Using Scientific Text to Identify Breast Cancer Risk-Factors

Institution: University of California, Irvine
Investigator(s): Catherine Blake, M.S. -
Award Cycle: 2002 (Cycle VIII) Grant #: 8GB-0175 Award: $29,136
Award Type: Dissertation Award
Research Priorities
Etiology and Prevention>Prevention and Risk Reduction: ending the danger of breast cancer



Initial Award Abstract (2002)
Each year scientists publish thousands of articles related to breast cancer. In addition to the primary purpose of an article, authors often publish secondary information such as the number of subjects with breast cancer who smoke or consume alcohol. Secondary information can be used to identify candidate risk factors for breast cancer; for example, if people with breast cancer drink more than people in the general population, then alcohol consumption should be studied further as a possible risk factor for breast cancer. Scientists currently extract secondary information manually; however, this process is tedious, time-consuming, and costly, so risk factors that are implicit in research studies go unnoticed.

The goal of this project is to identify new risk factors associated with breast cancer. By semi-automating the extraction and meta-analysis process, scientists will be able to explore secondary information reported in the medical literature faster and more comprehensively. They will also be able to reduce publication bias by including articles that were not specifically studying the risk factor.

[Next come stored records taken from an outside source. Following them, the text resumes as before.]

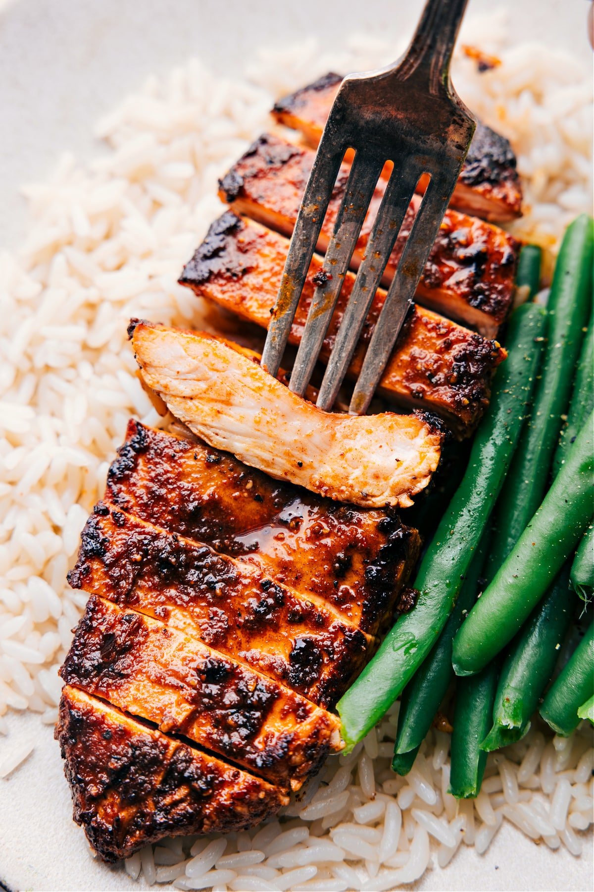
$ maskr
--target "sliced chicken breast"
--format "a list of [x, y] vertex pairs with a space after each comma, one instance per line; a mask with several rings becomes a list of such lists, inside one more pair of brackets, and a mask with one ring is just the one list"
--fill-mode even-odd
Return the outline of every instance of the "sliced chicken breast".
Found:
[[[247, 218], [228, 211], [208, 234], [180, 277], [199, 297], [264, 328], [270, 324], [289, 241]], [[301, 341], [316, 284], [324, 281], [322, 258], [313, 255], [290, 332]], [[321, 359], [327, 361], [353, 291], [354, 273], [347, 272], [324, 340]], [[356, 379], [386, 299], [379, 288], [349, 368]], [[416, 305], [400, 333], [378, 392], [405, 409], [435, 412], [458, 437], [469, 436], [489, 402], [491, 381], [506, 352], [489, 341], [430, 310]]]
[[416, 415], [323, 412], [204, 334], [134, 321], [149, 387], [207, 443], [313, 492], [363, 508], [406, 508], [439, 462], [442, 433]]
[[[339, 505], [278, 483], [188, 434], [131, 420], [108, 471], [105, 500], [323, 599], [370, 635], [389, 623], [417, 559], [416, 530], [394, 511]], [[79, 572], [85, 559], [81, 549], [80, 582], [71, 584], [88, 588]]]
[[341, 748], [336, 715], [195, 638], [92, 595], [67, 684], [298, 789]]
[[54, 736], [74, 820], [108, 863], [164, 836], [252, 827], [289, 802], [282, 788], [69, 685]]

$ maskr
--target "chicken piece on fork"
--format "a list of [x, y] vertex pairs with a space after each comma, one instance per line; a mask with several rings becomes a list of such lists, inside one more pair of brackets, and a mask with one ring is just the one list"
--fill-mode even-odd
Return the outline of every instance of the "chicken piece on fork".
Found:
[[331, 409], [421, 178], [428, 186], [403, 251], [351, 400], [365, 412], [389, 359], [464, 163], [476, 120], [452, 87], [453, 45], [468, 0], [427, 0], [395, 66], [345, 78], [320, 141], [291, 238], [262, 365], [275, 375], [340, 164], [354, 160], [289, 383], [303, 395], [320, 353], [378, 179], [394, 169], [326, 368], [317, 405]]

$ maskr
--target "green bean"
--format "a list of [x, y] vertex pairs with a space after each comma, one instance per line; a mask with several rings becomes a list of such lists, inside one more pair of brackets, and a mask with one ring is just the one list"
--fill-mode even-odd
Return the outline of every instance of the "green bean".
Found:
[[582, 601], [594, 594], [594, 525], [590, 524], [578, 545], [569, 574], [572, 586]]
[[594, 415], [538, 511], [454, 639], [457, 675], [483, 669], [508, 644], [574, 552], [592, 514]]
[[594, 631], [590, 623], [577, 648], [553, 681], [541, 715], [556, 733], [568, 737], [580, 722], [578, 709], [594, 695]]
[[499, 749], [519, 740], [530, 728], [530, 718], [553, 674], [559, 646], [574, 616], [574, 599], [568, 594], [566, 566], [512, 642], [497, 685], [492, 728], [482, 749]]
[[590, 697], [589, 700], [582, 703], [577, 711], [578, 718], [588, 719], [591, 724], [594, 724], [594, 694]]
[[435, 643], [452, 613], [461, 577], [502, 486], [537, 368], [544, 311], [525, 304], [513, 314], [509, 357], [498, 369], [490, 406], [468, 467], [421, 562], [413, 610], [386, 636], [373, 659], [338, 701], [342, 734], [352, 747], [384, 714]]
[[569, 402], [567, 420], [561, 429], [559, 442], [553, 458], [553, 475], [557, 475], [566, 460], [567, 450], [575, 440], [586, 417], [594, 409], [594, 315], [590, 315], [588, 331], [584, 334], [582, 352], [575, 370], [574, 390]]
[[492, 663], [472, 678], [459, 678], [450, 768], [450, 792], [458, 799], [478, 796], [487, 754], [480, 748], [491, 726], [498, 665]]
[[[433, 716], [435, 716], [435, 713]], [[433, 716], [431, 716], [431, 722], [433, 722]], [[431, 723], [429, 723], [430, 724]], [[414, 761], [417, 758], [417, 754], [420, 748], [420, 743], [413, 747], [412, 749], [406, 750], [404, 753], [395, 752], [392, 756], [392, 771], [396, 772], [397, 774], [408, 774], [414, 764]]]
[[452, 642], [463, 615], [476, 599], [485, 551], [486, 537], [483, 536], [443, 632], [403, 691], [392, 761], [393, 769], [399, 774], [408, 774], [412, 767], [410, 754], [419, 751], [453, 678]]
[[[555, 265], [547, 305], [547, 346], [530, 424], [522, 432], [493, 516], [495, 528], [507, 531], [506, 552], [520, 538], [547, 489], [549, 467], [590, 310], [593, 245], [592, 220], [582, 214], [566, 229]], [[511, 519], [518, 493], [524, 511], [516, 512]]]
[[537, 244], [524, 244], [517, 259], [516, 288], [517, 302], [532, 301], [541, 286], [542, 252]]

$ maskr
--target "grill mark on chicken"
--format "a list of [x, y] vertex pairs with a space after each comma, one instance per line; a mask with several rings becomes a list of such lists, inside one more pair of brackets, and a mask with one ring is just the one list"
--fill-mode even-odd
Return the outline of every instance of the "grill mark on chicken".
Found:
[[[97, 540], [107, 543], [102, 557], [93, 547]], [[377, 645], [323, 601], [105, 502], [81, 541], [69, 574], [73, 588], [196, 635], [320, 706], [335, 705]]]
[[[298, 130], [316, 148], [341, 80], [342, 76], [334, 72], [324, 75], [280, 99], [273, 117]], [[493, 222], [521, 216], [522, 188], [516, 165], [509, 140], [477, 121], [451, 207]]]
[[419, 548], [417, 531], [394, 512], [320, 499], [201, 441], [134, 420], [105, 500], [322, 599], [370, 635], [399, 609]]
[[298, 789], [340, 748], [335, 715], [188, 635], [91, 595], [67, 684]]
[[[199, 296], [267, 328], [288, 250], [284, 236], [228, 211], [212, 224], [179, 281]], [[322, 258], [314, 254], [291, 326], [292, 343], [303, 336], [321, 265]], [[354, 274], [347, 272], [321, 349], [323, 361], [334, 347], [354, 284]], [[353, 379], [361, 370], [385, 298], [386, 292], [378, 289], [349, 368]], [[415, 306], [399, 334], [378, 392], [405, 409], [435, 412], [459, 437], [468, 436], [488, 405], [492, 375], [505, 355], [496, 341]]]
[[324, 412], [211, 335], [134, 326], [142, 378], [175, 417], [276, 479], [362, 508], [408, 508], [437, 467], [439, 419]]
[[54, 737], [74, 820], [108, 863], [164, 836], [244, 830], [289, 802], [282, 788], [69, 686]]
[[[220, 197], [237, 213], [289, 235], [314, 155], [311, 149], [264, 134], [220, 181]], [[320, 252], [328, 245], [348, 175], [349, 168], [343, 164], [318, 241]], [[353, 254], [353, 269], [364, 255], [385, 188], [380, 179]], [[411, 202], [383, 285], [394, 277], [420, 202], [419, 195]], [[511, 310], [517, 251], [517, 243], [502, 229], [449, 209], [419, 283], [418, 301], [494, 337]]]

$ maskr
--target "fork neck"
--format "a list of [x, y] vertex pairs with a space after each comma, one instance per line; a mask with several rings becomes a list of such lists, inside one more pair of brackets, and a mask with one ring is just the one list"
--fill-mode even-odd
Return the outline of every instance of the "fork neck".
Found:
[[398, 65], [399, 79], [428, 80], [433, 94], [450, 91], [450, 62], [468, 0], [427, 0], [414, 37]]

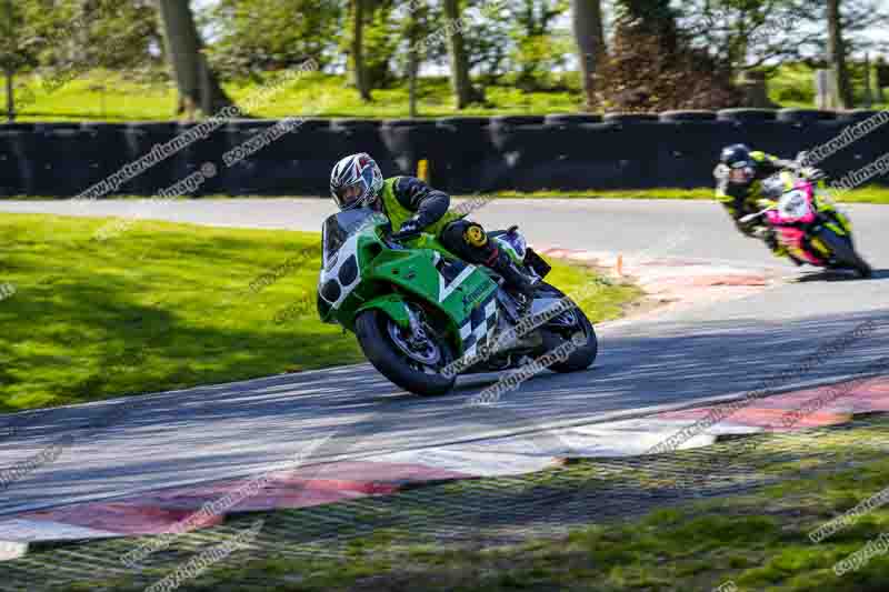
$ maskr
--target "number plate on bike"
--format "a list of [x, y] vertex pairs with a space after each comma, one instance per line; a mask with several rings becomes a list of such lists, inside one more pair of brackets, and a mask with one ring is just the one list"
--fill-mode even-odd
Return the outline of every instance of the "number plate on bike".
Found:
[[778, 202], [778, 212], [781, 218], [797, 220], [809, 215], [811, 208], [803, 191], [791, 191]]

I will construct an interactive computer system that will extract facts from the medical literature related to breast cancer. The system will then automatically compare the rate of exposure to the risk factor extracted with the rate exposure of exposure in the general population. I will estimate the latter using the Behavioral Risks Surveillance System, the world's largest telephone survey that tracks health risks in the United States. Lastly, the system will combine the facts from each study using an existing set of statistical techniques, called meta-analysis. I will demonstrate that the system works by: (i) measuring the accuracy of the information extracted; and (ii) using the interactive system to perform a meta-analysis between breast cancer the risk factors smoking and alcohol.

The current manual approach to conduct meta-analysis is costly and time-consuming. Although the computer science community has developed extraction techniques, they neither extract the kind of information required to perform a meta-analysis, nor do they satisfy the accuracy requirements which are required when performing a meta-analysis between breast cancer and candidate risk factor. This project is innovative because the proposed system is interactive and enables scientists to verify that the information extracted is accurate and perform preliminary manipulations of the extracted facts before performing a meta-analysis. Software exists to perform a meta-analysis; however, it is not coupled with the extraction process.


Final Report (2004)
Introduction: The quantity of electronic information resources available to breast cancer researchers continues to increase at an overwhelming rate. Although retrieval systems have eased the task of collecting articles, users struggle to incorporate new findings into their work practices and have few opportunities to explore implicit connections within a corpus of journal articles.

Topic Addressed: Inspired by our study of scientific users in medicine and public health as they synthesized evidence from literature, we have developed both a methodology and supporting technology that enables a user to identify candidate risk factors for breast cancer, which are hidden within existing scientific articles. Our goal is to build tools that facilitate the discovery of new risk factors. We chose to explore risk factors because other than age and gender, currently known risk factors explain only half of the existing breast cancer cases.

Progress towards specific aims: To facilitate the discovery of risk factors from scientific literature we followed the following specific aims:
(1) We collected a collection of 1800 full-text breast cancer journal articles.
(2) Independent annotators manually extracted information from a subset of our article collection, which provided a gold standard for our system evaluation.
(3) We developed a methodology called Information Synthesis, and a computer system called the Multi-user Extraction for Information Synthesis (METIS) system. The METIS system automates critical tasks within the information synthesis process. Specifically the METIS system: (i) identifies information from full-text articles, (ii) estimates a comparison group using the extracted information as an index to an external database, and (iii) compares the facts reported in each article with the comparison group using a meta-analytic technique. The METIS system produces a quantitative summary that incorporates typically unused information. The visual summary identifies redundancies and contradictions that are inevitable in a collection of breast cancer articles.
(4) Our evaluation of the METIS system showed that: (i) the shallow natural language processing used within the METIS system achieves precision and recall that are consistent with current state of the art; the METIS system estimates a comparison rate that is similar to the rates found in a traditional analysis; and, (iii) the quantitative summary produced by METIS is the same as examples in textbooks and existing meta-analyses.

We explored both alcohol and tobacco consumption within our breast cancer article corpus. Our results showed that the information synthesis approach was: (1) more comprehensive than existing published analyses that explored a similar hypothesis projection, and (2) able to identify phenomena that existing synthesis techniques were unable to detect.

Future Direction: We are currently exploring methods to increase the performance of the extraction algorithms used in the METIS system and experiments to better evaluate the interactive aspects of the system.

Impact: As the quantity of information continues to increase, tools that enable researchers to effectively use hidden facts provides a promising new way to identify risk factors.